Limpió su labios y miró el azul cielo que se extendía sobre ella. El viento le habló al oído como un susurro encantado, pero a la vez dulce, como si los pétalos dormidos ya ensayaran su baile primaveral bajo la piel del árbol. Las raíces, ocultas bajo una manta de hojas marchitas y escarcha residual, guardaban el secreto del tiempo.
—¡Quién como tú, sin preocupaciones! Mírame: ni siquiera tuve tiempo para pensar en el amor. Y ahora, que me muero, me doy cuenta de lo sola que estoy. No tengo a nadie. Llegué sola a este mundo y así me voy.

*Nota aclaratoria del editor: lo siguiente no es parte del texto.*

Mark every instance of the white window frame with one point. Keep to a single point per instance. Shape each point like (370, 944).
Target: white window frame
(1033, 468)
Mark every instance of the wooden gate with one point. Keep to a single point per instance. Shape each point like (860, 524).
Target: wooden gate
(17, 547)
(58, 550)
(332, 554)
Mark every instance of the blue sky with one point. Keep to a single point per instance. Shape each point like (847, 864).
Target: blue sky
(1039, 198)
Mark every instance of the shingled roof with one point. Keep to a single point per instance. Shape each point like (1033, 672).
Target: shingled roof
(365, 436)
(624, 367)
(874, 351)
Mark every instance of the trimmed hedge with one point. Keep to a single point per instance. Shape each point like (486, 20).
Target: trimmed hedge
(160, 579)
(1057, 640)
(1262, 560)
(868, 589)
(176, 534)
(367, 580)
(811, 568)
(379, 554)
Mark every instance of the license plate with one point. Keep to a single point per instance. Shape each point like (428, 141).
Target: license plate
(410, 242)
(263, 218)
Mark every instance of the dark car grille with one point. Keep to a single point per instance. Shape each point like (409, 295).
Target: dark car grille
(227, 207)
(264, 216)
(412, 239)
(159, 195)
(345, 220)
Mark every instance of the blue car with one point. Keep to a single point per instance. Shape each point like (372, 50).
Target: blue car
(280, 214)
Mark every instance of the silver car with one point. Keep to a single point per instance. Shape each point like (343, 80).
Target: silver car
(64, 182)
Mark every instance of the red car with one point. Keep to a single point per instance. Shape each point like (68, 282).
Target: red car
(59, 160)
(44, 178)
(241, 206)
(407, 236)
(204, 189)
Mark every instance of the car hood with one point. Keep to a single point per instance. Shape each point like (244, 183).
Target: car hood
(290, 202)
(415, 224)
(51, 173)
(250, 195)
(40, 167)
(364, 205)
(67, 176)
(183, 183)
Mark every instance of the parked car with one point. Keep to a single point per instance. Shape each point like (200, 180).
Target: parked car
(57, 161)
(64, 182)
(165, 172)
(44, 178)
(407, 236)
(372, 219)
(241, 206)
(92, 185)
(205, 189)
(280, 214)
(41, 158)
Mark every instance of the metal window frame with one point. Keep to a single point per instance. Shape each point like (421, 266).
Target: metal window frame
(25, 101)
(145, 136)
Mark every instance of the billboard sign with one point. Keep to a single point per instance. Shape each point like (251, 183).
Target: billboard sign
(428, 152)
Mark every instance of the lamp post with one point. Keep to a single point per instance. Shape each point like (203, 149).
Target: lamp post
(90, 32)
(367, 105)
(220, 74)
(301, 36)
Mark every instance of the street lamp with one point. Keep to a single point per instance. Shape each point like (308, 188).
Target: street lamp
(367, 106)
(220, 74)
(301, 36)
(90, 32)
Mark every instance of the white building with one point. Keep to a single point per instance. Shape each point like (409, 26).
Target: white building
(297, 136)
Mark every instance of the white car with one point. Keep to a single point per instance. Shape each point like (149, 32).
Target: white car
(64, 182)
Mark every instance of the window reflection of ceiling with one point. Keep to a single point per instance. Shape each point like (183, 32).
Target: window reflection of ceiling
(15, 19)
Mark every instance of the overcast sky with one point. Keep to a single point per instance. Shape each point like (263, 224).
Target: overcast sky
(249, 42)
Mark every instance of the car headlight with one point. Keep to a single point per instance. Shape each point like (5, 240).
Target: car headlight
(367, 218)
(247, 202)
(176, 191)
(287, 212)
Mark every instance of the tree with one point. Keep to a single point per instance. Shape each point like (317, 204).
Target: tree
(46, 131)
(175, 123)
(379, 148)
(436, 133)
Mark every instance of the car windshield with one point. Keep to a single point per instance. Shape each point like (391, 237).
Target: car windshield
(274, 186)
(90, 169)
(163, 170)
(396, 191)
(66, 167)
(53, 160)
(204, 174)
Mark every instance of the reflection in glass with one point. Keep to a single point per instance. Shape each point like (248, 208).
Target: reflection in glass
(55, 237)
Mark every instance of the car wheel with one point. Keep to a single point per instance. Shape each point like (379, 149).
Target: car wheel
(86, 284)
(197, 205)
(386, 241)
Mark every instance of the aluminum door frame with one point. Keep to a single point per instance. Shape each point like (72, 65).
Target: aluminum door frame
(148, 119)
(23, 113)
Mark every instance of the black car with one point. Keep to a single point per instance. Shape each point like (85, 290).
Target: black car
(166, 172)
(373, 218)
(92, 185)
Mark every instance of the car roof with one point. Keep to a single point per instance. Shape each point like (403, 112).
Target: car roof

Como un sueño, llegó la muerte para Haruko: lenta y sin dolor. Al menos su final no sería tan doloroso como aquellos meses de tormento y sufrimiento. Las pastillas que había tomado aquella mañana terminaron dándole fin a aquella experiencia sin sabor: una existencia prematura y malvivida. Así había sido para Haruko aquella vida mortal. Ahora, le esperaba el más allá: cielo o infierno.
Mientras, entre las grietas de la corteza, el sol invernal acariciaba las yemas, tejiendo con hilos de luz la primera nota de un haiku aún no escrito.